How to match similar looking characters with different Unicode values in JavaScript

I’m trying to check if a pattern exists within a text string, but I’m running into issues with characters that look identical but have different Unicode values.

For example:

  • Pattern: D (Unicode: 68)
  • Text: Dog where the first character is actually Unicode 1044

Both characters appear as the letter “D” visually, but text.includes(pattern) returns false since they have different Unicode codepoints.

const pattern = 'D';
const text = 'Dog'; // First char is Cyrillic D (1044)

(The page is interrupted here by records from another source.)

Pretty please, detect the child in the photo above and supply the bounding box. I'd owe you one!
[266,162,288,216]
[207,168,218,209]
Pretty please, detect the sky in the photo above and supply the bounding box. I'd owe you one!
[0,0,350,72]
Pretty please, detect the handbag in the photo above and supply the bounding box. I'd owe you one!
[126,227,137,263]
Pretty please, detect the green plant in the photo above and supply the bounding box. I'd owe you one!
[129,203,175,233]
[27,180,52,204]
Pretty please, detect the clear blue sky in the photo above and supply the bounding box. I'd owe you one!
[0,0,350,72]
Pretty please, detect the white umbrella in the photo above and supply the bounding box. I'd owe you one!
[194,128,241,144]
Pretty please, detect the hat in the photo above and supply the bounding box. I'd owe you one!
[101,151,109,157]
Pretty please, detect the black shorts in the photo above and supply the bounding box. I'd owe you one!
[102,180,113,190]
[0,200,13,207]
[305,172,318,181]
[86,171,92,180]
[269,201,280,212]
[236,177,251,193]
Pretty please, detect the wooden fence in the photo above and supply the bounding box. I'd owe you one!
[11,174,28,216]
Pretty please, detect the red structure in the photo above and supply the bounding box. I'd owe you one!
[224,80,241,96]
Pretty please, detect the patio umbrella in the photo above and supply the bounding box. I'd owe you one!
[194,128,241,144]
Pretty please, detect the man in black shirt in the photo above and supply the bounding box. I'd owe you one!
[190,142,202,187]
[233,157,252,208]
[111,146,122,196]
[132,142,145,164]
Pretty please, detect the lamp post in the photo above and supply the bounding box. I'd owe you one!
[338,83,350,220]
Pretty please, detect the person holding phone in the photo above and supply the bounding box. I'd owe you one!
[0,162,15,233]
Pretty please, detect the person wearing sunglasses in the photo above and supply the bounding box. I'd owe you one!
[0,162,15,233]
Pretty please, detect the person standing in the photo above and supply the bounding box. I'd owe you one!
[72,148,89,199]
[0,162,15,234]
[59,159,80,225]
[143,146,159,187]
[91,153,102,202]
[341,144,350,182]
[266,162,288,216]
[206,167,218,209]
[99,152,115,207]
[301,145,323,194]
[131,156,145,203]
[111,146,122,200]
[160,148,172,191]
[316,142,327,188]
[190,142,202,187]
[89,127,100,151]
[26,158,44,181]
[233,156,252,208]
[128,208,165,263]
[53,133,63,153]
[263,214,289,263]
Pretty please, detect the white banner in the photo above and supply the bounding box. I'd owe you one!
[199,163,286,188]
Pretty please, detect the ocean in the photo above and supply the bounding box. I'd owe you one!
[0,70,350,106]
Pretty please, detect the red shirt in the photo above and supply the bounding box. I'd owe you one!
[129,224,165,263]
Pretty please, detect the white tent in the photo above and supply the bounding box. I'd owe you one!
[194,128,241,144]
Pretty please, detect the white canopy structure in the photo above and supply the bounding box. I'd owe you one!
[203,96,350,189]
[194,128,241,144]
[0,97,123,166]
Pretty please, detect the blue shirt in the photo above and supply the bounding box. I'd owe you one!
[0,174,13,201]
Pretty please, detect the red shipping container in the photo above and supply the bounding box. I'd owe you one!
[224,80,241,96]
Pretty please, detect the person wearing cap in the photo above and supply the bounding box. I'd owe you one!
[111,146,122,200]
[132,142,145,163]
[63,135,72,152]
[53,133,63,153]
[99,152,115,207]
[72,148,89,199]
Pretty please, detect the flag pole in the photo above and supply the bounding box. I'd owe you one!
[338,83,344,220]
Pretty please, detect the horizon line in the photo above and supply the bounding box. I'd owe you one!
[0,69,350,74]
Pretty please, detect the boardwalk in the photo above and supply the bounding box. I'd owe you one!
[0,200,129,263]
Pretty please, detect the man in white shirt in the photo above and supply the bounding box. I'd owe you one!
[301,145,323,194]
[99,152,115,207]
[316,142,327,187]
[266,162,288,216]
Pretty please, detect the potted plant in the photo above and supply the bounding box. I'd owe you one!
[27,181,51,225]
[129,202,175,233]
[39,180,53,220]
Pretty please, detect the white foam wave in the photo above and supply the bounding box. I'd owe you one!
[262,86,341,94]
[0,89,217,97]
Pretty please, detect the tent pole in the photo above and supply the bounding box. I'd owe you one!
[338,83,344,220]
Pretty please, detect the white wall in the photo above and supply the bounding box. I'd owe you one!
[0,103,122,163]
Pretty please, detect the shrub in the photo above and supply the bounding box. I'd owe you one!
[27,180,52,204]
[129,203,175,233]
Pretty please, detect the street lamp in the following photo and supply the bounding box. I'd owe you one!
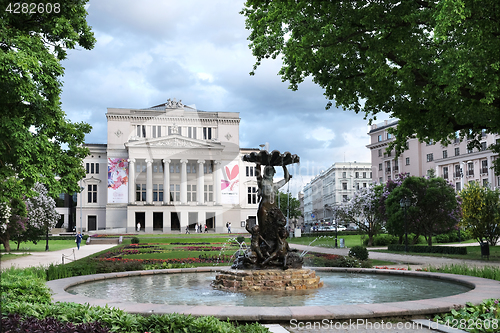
[399,197,411,253]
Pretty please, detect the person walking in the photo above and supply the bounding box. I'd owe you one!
[76,231,83,250]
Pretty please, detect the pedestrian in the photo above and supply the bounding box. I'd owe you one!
[75,231,83,250]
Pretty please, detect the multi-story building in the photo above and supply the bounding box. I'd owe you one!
[302,161,372,226]
[76,100,258,233]
[367,120,500,191]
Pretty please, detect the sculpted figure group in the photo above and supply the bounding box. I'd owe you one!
[232,152,302,269]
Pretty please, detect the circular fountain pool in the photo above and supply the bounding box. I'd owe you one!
[67,272,470,306]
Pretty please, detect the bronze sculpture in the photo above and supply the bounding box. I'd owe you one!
[232,150,302,269]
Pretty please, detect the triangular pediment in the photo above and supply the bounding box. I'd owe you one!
[125,134,224,149]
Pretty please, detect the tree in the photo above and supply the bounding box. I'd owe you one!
[385,176,460,246]
[0,0,95,203]
[460,182,500,246]
[336,184,384,246]
[241,0,500,173]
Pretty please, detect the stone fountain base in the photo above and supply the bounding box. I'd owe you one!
[212,269,323,292]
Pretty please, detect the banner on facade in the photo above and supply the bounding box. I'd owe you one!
[221,161,240,205]
[108,158,128,203]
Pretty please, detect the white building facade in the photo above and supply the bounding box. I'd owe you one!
[367,120,500,191]
[76,100,257,233]
[302,161,372,226]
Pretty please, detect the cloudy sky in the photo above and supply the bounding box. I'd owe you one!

console.log(pattern.codePointAt(0)); // 68
console.log(text.codePointAt(0)); // 1044
console.log(text.includes(pattern)); // false

I believe these are called homoglyphs - characters that look the same but are encoded differently. Is there a native JavaScript method to handle this comparison, or do I need to implement a custom solution? I’d prefer not to maintain a large mapping table if possible.

JavaScript doesn’t have built-in homoglyph detection, but you can use the Intl.Collator API as a partial workaround. Set it to ignore case and accents - it’ll catch some visually similar characters:

const collator = new Intl.Collator('en', { sensitivity: 'base' });
const pattern = 'D';
const text = 'Dog'; // Cyrillic D

console.log(collator.compare(pattern, text[0]) === 0); // May return true

This won’t work well for characters from different scripts (Cyrillic vs Latin). For proper homoglyph detection, you’ll need a dedicated library like confusable-homoglyphs or build your own mapping table. The Unicode Consortium has a confusables list that’s perfect for creating these mappings.

ugh, this is such a pain. i dealt with something similar for user input validation. i used string normalization first - normalize('NFD') to decompose characters, then stripped accents. but that won’t help with cyrillic/latin mix. try converting both strings to lowercase ascii equivalents before comparing? there are some npm libs for this but i can’t remember the names right now.